Corriere della Sera, 26 giugno 2022
Il ritorno alla Guerra fredda
Quando la Russia invase l’Ucraina il 24 febbraio scorso, Mosca era probabilmente convinta che la guerra sarebbe stata breve e che i russi sarebbero entrati a Kiev nel giro di pochi giorni. Commise un errore ed è oggi alle prese con un nodo che non riesce a sciogliere. Se i suoi rappresentanti accetteranno di sedere al tavolo delle trattative, il tema sarà inevitabilmente la sorte di regioni che appartengono ancora oggi alla Repubblica Ucraina; non sarà facile per Mosca pretendere territori che non sono stati conquistati militarmente. Vladimir Putin si era presentato ai suoi connazionali come l’uomo che avrebbe restituito al suo popolo l’autorità e il prestigio di cui godeva quando le sorti del mondo dipendevano da due Paesi (Russia e Stati Uniti). Può uscire di scena senza vantare qualche successo? E potrebbero le grandi democrazie fare concessioni che in questo momento non sarebbero comprese e approvate dai loro elettori?

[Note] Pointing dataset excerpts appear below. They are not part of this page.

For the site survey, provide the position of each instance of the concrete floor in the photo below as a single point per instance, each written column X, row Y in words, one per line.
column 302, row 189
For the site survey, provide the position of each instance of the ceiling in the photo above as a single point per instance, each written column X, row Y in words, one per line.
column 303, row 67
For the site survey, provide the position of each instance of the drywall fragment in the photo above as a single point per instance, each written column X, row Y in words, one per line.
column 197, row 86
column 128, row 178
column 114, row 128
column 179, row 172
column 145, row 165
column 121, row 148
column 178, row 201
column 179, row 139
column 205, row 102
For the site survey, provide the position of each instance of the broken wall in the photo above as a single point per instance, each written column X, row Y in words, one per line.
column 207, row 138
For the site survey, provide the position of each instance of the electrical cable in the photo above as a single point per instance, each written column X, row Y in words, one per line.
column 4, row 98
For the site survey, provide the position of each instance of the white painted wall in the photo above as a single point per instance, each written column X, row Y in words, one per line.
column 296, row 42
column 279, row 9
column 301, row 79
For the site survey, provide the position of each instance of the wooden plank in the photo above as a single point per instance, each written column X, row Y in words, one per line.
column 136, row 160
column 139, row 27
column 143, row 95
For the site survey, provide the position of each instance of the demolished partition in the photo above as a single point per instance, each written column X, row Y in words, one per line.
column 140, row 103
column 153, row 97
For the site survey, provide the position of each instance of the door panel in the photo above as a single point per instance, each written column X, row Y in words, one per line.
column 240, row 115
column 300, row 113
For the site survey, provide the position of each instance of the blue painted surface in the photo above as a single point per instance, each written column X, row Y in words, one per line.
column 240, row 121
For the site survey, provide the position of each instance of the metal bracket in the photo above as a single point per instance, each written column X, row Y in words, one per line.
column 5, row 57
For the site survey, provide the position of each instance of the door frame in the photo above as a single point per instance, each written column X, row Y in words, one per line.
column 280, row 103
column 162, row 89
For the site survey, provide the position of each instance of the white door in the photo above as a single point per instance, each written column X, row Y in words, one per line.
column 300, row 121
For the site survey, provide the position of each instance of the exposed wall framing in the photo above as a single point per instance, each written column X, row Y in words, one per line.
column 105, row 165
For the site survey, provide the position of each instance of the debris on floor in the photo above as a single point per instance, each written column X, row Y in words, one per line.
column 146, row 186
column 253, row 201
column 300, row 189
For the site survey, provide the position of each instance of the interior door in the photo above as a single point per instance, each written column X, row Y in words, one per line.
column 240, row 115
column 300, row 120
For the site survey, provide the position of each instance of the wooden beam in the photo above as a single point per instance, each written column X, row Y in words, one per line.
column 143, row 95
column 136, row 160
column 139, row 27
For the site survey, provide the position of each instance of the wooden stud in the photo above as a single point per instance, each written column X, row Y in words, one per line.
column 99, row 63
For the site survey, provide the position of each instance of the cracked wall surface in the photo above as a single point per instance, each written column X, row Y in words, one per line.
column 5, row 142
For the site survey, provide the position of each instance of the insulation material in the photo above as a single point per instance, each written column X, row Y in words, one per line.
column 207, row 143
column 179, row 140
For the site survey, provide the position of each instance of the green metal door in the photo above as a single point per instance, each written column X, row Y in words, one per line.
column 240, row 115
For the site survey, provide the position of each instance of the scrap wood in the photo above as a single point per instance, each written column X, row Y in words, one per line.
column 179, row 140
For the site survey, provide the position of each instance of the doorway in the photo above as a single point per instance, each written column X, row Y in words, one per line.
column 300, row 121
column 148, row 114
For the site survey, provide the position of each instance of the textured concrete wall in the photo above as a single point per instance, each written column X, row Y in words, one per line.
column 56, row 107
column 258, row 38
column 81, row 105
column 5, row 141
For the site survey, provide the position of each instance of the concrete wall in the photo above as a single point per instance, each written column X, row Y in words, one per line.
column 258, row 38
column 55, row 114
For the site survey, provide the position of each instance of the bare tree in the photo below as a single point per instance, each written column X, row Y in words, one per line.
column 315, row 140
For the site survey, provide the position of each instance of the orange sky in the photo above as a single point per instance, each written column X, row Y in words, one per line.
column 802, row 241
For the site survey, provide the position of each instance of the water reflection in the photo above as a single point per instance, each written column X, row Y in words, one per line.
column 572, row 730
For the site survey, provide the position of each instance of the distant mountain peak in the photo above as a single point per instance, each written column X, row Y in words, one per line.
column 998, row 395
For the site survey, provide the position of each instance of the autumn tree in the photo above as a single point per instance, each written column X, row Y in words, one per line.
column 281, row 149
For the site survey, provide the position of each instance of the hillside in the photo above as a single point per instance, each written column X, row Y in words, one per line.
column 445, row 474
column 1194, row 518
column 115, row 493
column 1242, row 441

In una crisi da cui non sembra esistere per il momento una via d’uscita, l’unica soluzione sembra essere quella di continuare a combattere una guerra senza spargimento di sangue inscenando una versione aggiornata di quella che fu definita «fredda» e in cui la retorica non è meno importante della politica. Le democrazie occidentali lo fanno presentandosi come i protettori di un Paese che è stato ingiustamente aggredito mentre Putin ha deciso di scendere in guerra contro un «Occidente corrotto». Aveva già dichiarato, qualche mese fa, che il suo Paese avrebbe «denazificato» l’Ucraina. Ora è andato più lontano dichiarando che in Europa «non c’è nemmeno traccia di personaggi politici del livello di Helmut Kohl, Jacques Chirac o Margaret Thatcher» e «senza offesa per nessuno, è chiaro a tutti che Mario Draghi non è Silvio Berlusconi, e Olaf Scholz non è Angela Merkel». In un discorso al direttivo della Procura generale russa ha anche detto che «l’Occidente sta tentando di spaccare la società russa e distruggere la Russia dall’interno». Ha chiesto la fine delle «provocazioni contro le forze armate russe attraverso l’uso dei media stranieri»; e ha quindi affermato che «è una strana diplomazia quella in cui i diplomatici chiedono all’Ucraina di vincere la guerra sul campo di battaglia». Dmitri Medvedev, vice presidente del Consiglio di sicurezza della Federazione russa, è spesso più discreto, ma in questo caso non è stato meno esplicito di Putin e ha usato parole ancora più taglienti : «Li odio. Sono bastardi e degenerati. Vogliono la nostra morte, la morte della Russia. Ma finché sarò vivo farò il possibile perché spariscano».
L’Occidente non ha usato questo linguaggio, ma ha preferito comportarsi come se l’apparizione di Putin sulla scena politica russa giustificasse l’adozione di misure che appartengono al bagaglio politico della Guerra fredda. Abbiamo incoraggiato gli ex satelliti dell’Urss – Estonia, Lettonia, Lituania, Polonia, Repubblica Ceca, Slovacchia e Ungheria – a diventare membri di una associazione (l’Organizzazione del Trattato dell’Atlantico del Nord) che era stata creata a Washington il 4 aprile 1949 in uno dei momenti più caldi della Guerra fredda. Credo che ogni Paese abbia il diritto di premunirsi contro possibili nemici, ma il ricorso alla Nato, quando era ancora forse possibile cercare altre soluzioni, è stato un evidente ritorno ai blocchi contrapposti.